Pass-Through Entity Taxes (PTET): Should Your LLC Opt In for 2025?

Pass-Through Entity Taxes (PTET): Should Your LLC Opt In for 2025?

Introduction

Imagine reducing your federal tax burden while keeping your LLC compliant and strategically positioned for growth in 2025. That possibility might lie in one critical tax election: opting into a Pass-Through Entity Tax (PTET). As tax laws continue to evolve in the United States, PTET is gaining traction as a powerful workaround to the $10,000 State and Local Tax (SALT) deduction cap imposed by the Tax Cuts and Jobs Act (TCJA).

The Internal Revenue Service (IRS) has allowed states to create PTET regimes that help pass-through entities—like LLCs, S-corporations, and partnerships—deduct state taxes at the entity level. But should your LLC opt in?

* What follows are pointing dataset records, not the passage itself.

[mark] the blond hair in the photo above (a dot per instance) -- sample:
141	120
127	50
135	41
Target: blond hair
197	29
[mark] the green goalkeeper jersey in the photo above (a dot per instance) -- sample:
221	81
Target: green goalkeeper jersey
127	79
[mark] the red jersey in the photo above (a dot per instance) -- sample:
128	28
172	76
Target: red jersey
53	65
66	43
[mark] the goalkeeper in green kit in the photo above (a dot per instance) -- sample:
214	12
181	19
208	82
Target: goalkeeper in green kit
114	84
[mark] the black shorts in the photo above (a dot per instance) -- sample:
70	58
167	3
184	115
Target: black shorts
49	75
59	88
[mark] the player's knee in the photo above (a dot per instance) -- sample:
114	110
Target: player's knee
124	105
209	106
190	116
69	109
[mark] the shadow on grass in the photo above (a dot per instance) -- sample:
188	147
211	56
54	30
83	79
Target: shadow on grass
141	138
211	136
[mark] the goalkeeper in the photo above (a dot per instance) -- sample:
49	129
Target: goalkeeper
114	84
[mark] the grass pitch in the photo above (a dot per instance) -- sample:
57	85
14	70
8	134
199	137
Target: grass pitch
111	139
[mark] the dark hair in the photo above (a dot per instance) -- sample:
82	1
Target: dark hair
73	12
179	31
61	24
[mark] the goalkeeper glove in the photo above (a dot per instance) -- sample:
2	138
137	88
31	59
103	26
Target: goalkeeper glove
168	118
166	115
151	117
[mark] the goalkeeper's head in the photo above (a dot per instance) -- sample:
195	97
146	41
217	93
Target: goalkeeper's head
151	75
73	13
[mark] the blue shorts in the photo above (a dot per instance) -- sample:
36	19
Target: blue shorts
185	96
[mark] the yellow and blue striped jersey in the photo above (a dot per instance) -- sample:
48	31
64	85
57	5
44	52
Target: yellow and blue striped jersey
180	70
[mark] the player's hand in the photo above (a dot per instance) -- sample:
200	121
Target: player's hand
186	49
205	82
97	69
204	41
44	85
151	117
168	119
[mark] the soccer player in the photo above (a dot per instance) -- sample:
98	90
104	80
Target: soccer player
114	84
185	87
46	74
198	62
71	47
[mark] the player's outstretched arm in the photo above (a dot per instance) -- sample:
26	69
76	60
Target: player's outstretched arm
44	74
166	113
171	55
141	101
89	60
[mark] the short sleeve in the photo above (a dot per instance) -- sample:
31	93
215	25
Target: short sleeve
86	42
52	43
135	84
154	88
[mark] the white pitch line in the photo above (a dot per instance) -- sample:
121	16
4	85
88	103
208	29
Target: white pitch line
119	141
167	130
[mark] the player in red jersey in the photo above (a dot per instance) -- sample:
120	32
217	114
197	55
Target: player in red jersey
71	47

In this blog, we’ll explore what PTET is, how it works, which states have adopted it, and the key factors your LLC should consider before making the election for 2025.

What is the Pass-Through Entity Tax (PTET)?

Understanding PTET Basics

Pass-through entities (PTEs) don’t pay corporate income tax. Instead, their income “passes through” to the owners’ individual tax returns, where it’s taxed at personal income tax rates. The challenge? The $10,000 cap on SALT deductions limits how much owners can deduct on their federal returns.

PTET allows an entity to pay state income taxes directly—deducting the full amount as a business expense, not limited by the SALT cap. This effectively restores the SALT deduction above the $10,000 limit.

IRS Approval and State Implementation

In 2020, IRS Notice 2020-75 confirmed that entities paying PTET could deduct state taxes at the entity level. Following this, more than 30 states, including California, New York, Illinois, and Texas, adopted PTET programs by 2024, and more are expected to join by 2025.

Why PTET Matters in 2025

The PTET election is especially relevant for 2025 because:

  • SALT cap remains in effect until at least 2026.
  • More states have refined their PTET rules and processes.
  • Businesses are increasingly using PTET to manage federal tax liability.

States Offering PTET in 2025

Here are a few examples of states that currently offer PTET programs:

  • California: Offers an elective tax at 9.3% of qualified net income.
  • New York: Allows PTEs to pay at a rate of 6.85% to 10.9%, depending on income.
  • Illinois: Flat 4.95% entity-level tax.
  • Texas: Though it doesn’t have a state income tax, Texas provides franchise tax flexibility for PTEs.

Check with your state’s Department of Revenue for the most up-to-date guidance, as rates and eligibility vary.

Pros and Cons of Electing PTET for Your LLC

Benefits

  1. Federal Tax Savings: Entity-level deductions bypass the $10,000 SALT cap.
  2. No Double Taxation: Most states offer owner-level tax credits to offset PTET paid.
  3. Simplicity for Multi-Member LLCs: Pass-through taxation is maintained.

Potential Drawbacks

  1. Complexity in Multi-State Operations: If your LLC operates in multiple states, compliance can get tricky.
  2. Cash Flow Considerations: Paying taxes at the entity level may require earlier cash outflows.
  3. State-Specific Rules: Not all states offer PTET, and some may impose limits.

How to Elect PTET in Your State

Each state sets its own rules. Here’s a general process to opt in:

  1. Check Eligibility: Confirm your LLC qualifies as a pass-through entity under state law.
  2. Review Timing: Most states require election before a certain date (e.g., March 15 in California).
  3. Make the Election: File the appropriate form with your state’s tax department.
  4. Estimate and Pay Taxes: Make quarterly estimated PTET payments to avoid penalties.
  5. Report on Federal Return: Deduct the PTET paid as a business expense on IRS Form 1065 (partnerships) or 1120S (S-corps).

Example: Opting In for PTET in New York

  • File online through the NY Business Online Services portal.
  • Must elect by March 15 of the tax year.
  • Owners receive a PTET credit on their individual New York tax returns.

Is PTET Right for Every LLC?

Factors to Consider

  • Income Level: The more taxable income your LLC generates, the greater the PTET benefit.
  • Owner Location: If members live in non-PTET states, they may not benefit equally.
  • State Conformity: States vary on how they treat PTET credits and filings.
  • Administrative Burden: Consider if your team or accountant can handle the added complexity.

Conclusion

PTET can be a powerful tool for reducing federal tax liability, especially for high-income LLC owners in states with personal income tax. However, it’s not a one-size-fits-all solution. Carefully analyze your LLC’s structure, income level, and operating states before opting in for 2025.

Consulting with a knowledgeable tax advisor can help ensure your LLC makes the most informed decision.